Smoky lids often require a tweaked placement for anyone with hooded eyes, but Davy says the slept-in version was made for them. Her advice: As you outline your eyes, make sure to focus your eyeshadow more along your lower lash line, a technique that goes against all conventional smoky eye wisdom. “I know that sounds like it might look intense,” she says. “But that’s the point!”
How to Wear Slept-In Smoky Eyes
As imperfect and smudgy as they might be, there’s still a trick to keeping this trend from turning into raccoon eyes. “To make this flattering, line your lower waterline,” says Davy. It’s her favorite trick for instantly making smoky eyes look more lifted and snatched, a technique she refers to as “a bra for the eyes.”
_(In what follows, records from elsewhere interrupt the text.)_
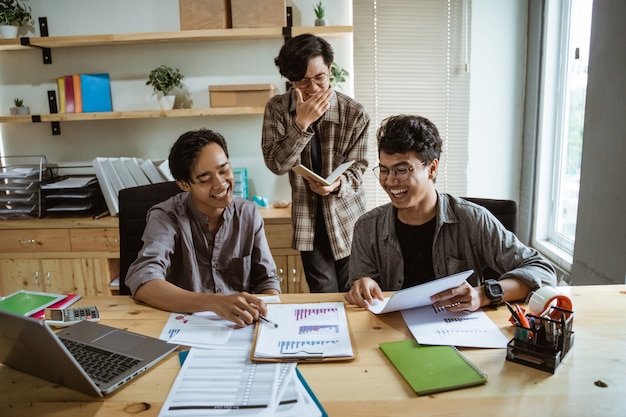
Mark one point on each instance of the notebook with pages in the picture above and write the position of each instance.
(29, 345)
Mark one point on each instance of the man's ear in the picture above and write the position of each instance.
(183, 185)
(433, 168)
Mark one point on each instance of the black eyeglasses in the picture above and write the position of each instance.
(319, 79)
(401, 174)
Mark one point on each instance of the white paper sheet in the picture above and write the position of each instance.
(418, 295)
(431, 326)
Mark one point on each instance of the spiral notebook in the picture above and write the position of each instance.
(431, 369)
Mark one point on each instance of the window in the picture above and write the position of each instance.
(565, 62)
(412, 57)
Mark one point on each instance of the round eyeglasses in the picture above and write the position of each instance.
(401, 173)
(319, 79)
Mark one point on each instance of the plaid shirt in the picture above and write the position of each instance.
(343, 135)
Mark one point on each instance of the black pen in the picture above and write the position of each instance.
(513, 313)
(268, 321)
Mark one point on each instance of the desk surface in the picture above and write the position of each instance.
(369, 385)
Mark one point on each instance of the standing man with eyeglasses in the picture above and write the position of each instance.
(423, 234)
(321, 128)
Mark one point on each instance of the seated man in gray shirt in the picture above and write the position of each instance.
(423, 234)
(204, 249)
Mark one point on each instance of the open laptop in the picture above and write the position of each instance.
(29, 345)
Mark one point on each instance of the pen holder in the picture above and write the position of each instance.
(546, 343)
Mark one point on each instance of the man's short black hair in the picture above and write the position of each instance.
(405, 133)
(182, 159)
(293, 58)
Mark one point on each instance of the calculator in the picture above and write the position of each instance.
(67, 316)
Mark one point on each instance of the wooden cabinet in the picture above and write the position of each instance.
(60, 256)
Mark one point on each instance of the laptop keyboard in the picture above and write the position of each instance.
(100, 365)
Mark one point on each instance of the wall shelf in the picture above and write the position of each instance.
(135, 114)
(164, 37)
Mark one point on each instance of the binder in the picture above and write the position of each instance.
(61, 88)
(78, 101)
(307, 173)
(432, 369)
(69, 94)
(96, 92)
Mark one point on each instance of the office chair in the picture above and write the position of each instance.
(506, 212)
(134, 205)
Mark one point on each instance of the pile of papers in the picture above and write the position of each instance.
(218, 377)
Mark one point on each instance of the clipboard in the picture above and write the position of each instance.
(307, 332)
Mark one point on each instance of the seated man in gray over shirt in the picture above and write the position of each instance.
(204, 249)
(424, 234)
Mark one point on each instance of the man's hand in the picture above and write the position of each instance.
(323, 190)
(313, 108)
(462, 298)
(363, 292)
(242, 308)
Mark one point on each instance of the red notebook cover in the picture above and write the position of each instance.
(64, 303)
(69, 94)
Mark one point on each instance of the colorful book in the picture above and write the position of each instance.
(64, 303)
(78, 100)
(61, 88)
(26, 302)
(96, 92)
(69, 94)
(432, 369)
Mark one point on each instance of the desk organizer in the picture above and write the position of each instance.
(544, 345)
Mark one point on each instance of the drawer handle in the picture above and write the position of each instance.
(27, 243)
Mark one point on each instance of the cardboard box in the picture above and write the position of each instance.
(241, 95)
(258, 13)
(204, 14)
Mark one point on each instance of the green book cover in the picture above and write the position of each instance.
(27, 302)
(431, 369)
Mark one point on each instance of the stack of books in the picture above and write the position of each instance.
(115, 174)
(84, 93)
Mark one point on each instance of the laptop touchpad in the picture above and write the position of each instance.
(119, 341)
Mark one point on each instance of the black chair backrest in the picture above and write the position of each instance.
(503, 210)
(134, 205)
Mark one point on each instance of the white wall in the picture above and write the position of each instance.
(496, 98)
(495, 109)
(23, 74)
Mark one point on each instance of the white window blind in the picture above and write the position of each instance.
(412, 57)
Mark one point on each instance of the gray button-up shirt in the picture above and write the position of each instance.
(179, 247)
(467, 236)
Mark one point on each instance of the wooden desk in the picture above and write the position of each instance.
(369, 385)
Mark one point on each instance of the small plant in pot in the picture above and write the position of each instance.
(13, 15)
(319, 14)
(163, 80)
(19, 108)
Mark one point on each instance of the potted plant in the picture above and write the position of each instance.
(319, 14)
(163, 80)
(13, 15)
(337, 75)
(19, 108)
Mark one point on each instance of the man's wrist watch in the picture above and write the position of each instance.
(494, 292)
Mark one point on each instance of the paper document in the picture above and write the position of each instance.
(305, 172)
(224, 382)
(418, 295)
(312, 331)
(437, 326)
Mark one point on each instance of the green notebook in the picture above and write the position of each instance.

From there, rely on the creamiest, most spreadable textures you can find to create your smoky base, tracing your upper and lower lash lines all the way around. “Embrace cream and liquid products,” says Bhatty, who swears by the Rem Beauty Midnight Shadows Lustrous Liquid Eyeshadow ($16) in Telescope, paired with Charlotte Tilbury’s Rock ‘N’ Kohl Eyeliner Pencil ($29) and Live Tinted’s Huestick ($24) in Legacy. Both Bhatty and Davy recommend getting in there with your fingers to gently blend and smudge your way to your desired level of slept-in messiness—no brushes required here. For more intentional smudging, Davy likes to bring the shadow at the outer corner of her eye outward toward her temples. Pull it all together with multiple coats of inky mascara. Bhatty’s favorite is Sisley-Paris’ So Curl ($78).
The rules are few, and there remains plenty of room to play. “Don’t necessarily use black eyeshadow,” says Davy. If the shade feels too harsh on you, swap it out for darker shades of blue, purple, green, or brown. Or, layer shimmering metallics over black for a softer, contrasting finish. Davy is partial to the buttery taupe shine of her Half Magic Beauty Eyeshadow ($12) in Wet Pebble, which she pats on with her tapered Pyramid Brush ($18). Of course, you could also use your fingers. That’s the beauty of the slept-in smoky eye: It’s an effortless makeup look you can actually be lazy about. Don’t sleep on it—or do.